Menurut Eko, dari sisi fundamental perbankan di Indonesia pun masih menggambarkan situasi yang sangat percaya diri. Terlebih, perbankan Indonesia dinilai telah berpengalaman menghadapi krisis keuangan global pada 2008.
“Seperti 2008, kita terselamatkan oleh model bisnis perbankan kita yang tidak rumit, bisa dikatakan masih tradisional. Jadi, tidak terkorelasi dunia internasional secara dalam, ini yang memutus efek berantainya,” ungkapnya.
Meski begitu, lanjut Eko, bukan berarti dunia perbankan Indonesia terlena. Pemerintah harus tetap waspada dengan melakukan langkah-langkah preventif atas kolapsnya SVB.
“Kita harus mulai me-review lagi tingkat prudent perbankan. Sehingga terpetakan, bank mana yang memerlukan pengawasan serius. Tapi, sejauh ini sih nggak ada pengaruhnya secara fundamental,” kata Eko.
Baca juga: IBI: SVB Effect Tak Akan Guncang Bank-Bank di Indonesia
Masih menurut Eko, dampak kolaps SVB secara tidak langsung terhadap perbankan di Indonesia masih tetap ada. Pasalnya, situasi runtuhnya SVB menimbulkan kepanikan, bahkan berujung pada makin berkurangnya tingkat kepercayaan terhadap industri perbankan.
“Dari volatilitas IHSG yang meningkat.
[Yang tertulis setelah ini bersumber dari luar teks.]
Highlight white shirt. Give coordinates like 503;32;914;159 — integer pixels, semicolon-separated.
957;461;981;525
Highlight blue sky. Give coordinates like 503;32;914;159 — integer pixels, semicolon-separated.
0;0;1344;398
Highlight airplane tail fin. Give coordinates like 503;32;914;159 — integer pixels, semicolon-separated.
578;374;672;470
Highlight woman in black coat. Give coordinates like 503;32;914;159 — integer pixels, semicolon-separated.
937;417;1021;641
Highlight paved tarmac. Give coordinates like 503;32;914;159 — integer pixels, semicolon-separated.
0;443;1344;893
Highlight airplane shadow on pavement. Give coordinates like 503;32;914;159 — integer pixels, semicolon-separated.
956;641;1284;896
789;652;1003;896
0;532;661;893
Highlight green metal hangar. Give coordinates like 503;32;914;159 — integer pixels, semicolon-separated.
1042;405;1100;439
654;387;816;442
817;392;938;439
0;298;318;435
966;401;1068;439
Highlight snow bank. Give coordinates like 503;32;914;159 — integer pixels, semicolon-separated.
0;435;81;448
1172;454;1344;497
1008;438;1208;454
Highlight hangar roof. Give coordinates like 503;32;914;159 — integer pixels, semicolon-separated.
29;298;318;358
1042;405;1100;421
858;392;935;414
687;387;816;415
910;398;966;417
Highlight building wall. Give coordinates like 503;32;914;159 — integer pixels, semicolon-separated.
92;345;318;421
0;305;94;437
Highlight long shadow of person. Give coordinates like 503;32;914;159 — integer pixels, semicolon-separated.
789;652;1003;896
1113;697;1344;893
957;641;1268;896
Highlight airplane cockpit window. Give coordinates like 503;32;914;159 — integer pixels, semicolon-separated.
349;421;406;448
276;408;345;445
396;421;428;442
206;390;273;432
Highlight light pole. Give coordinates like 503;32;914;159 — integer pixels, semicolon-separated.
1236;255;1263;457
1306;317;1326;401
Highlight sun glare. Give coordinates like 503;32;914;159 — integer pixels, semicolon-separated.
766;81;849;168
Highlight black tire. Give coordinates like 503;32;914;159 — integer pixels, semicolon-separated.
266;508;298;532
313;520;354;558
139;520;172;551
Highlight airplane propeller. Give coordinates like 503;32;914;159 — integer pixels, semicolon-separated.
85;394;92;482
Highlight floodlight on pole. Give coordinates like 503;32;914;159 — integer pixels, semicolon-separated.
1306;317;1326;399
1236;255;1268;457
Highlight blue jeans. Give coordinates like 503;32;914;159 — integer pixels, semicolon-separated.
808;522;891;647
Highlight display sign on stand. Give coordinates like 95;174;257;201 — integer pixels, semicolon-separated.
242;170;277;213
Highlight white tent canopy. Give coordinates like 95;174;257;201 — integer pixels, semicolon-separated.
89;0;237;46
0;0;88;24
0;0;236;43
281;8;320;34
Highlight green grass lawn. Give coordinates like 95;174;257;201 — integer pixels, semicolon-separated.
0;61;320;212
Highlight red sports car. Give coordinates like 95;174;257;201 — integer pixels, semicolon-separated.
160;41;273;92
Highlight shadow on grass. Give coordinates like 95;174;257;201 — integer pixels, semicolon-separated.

Ini bisa memacu sintimen negatif ke pasar global, khususnya keuangan. Jika tidak bisa diatasi segera, bisa merembet ke mana-mana,” jelas Eko.
Eko mengakui, di balik keruntuhan SVB, ada sisi “positif” yang bisa dirasakan bagi industri keuangan global. Sebab, kata Eko, ke depannya The Fed akan lebih berhati-hati dan tidak akan agresif dalam menentukan kebijakan suku bunga.
“Saya rasa The Fed tidak akan agresif lagi ke depan, sampai situasi bank benar-benar bisa beradaptasi semua terhadap kebijakan AS dalam menormalisasi suku bunga,” ujarnya.
Masih menurutnya, apabila suku bunga The Fed landai, tekanan terhadap kurs Rupiah diyakini akan berkurang. Namun, jika volatilitas pasar modal Indonesia tetap terjadi, “kemewahan” terhadap aksi The Fed yang diprediksi melandai, tidak akan bisa dirasakan dampak positifnya bagi perbankan Tanah Air.
“Bagaimana pun, pasar modal dan keuangan related. Sahamnya kalau memerah terus di pasar modal, nggak mungkin juga rupiah menguat,” tutupnya.(*)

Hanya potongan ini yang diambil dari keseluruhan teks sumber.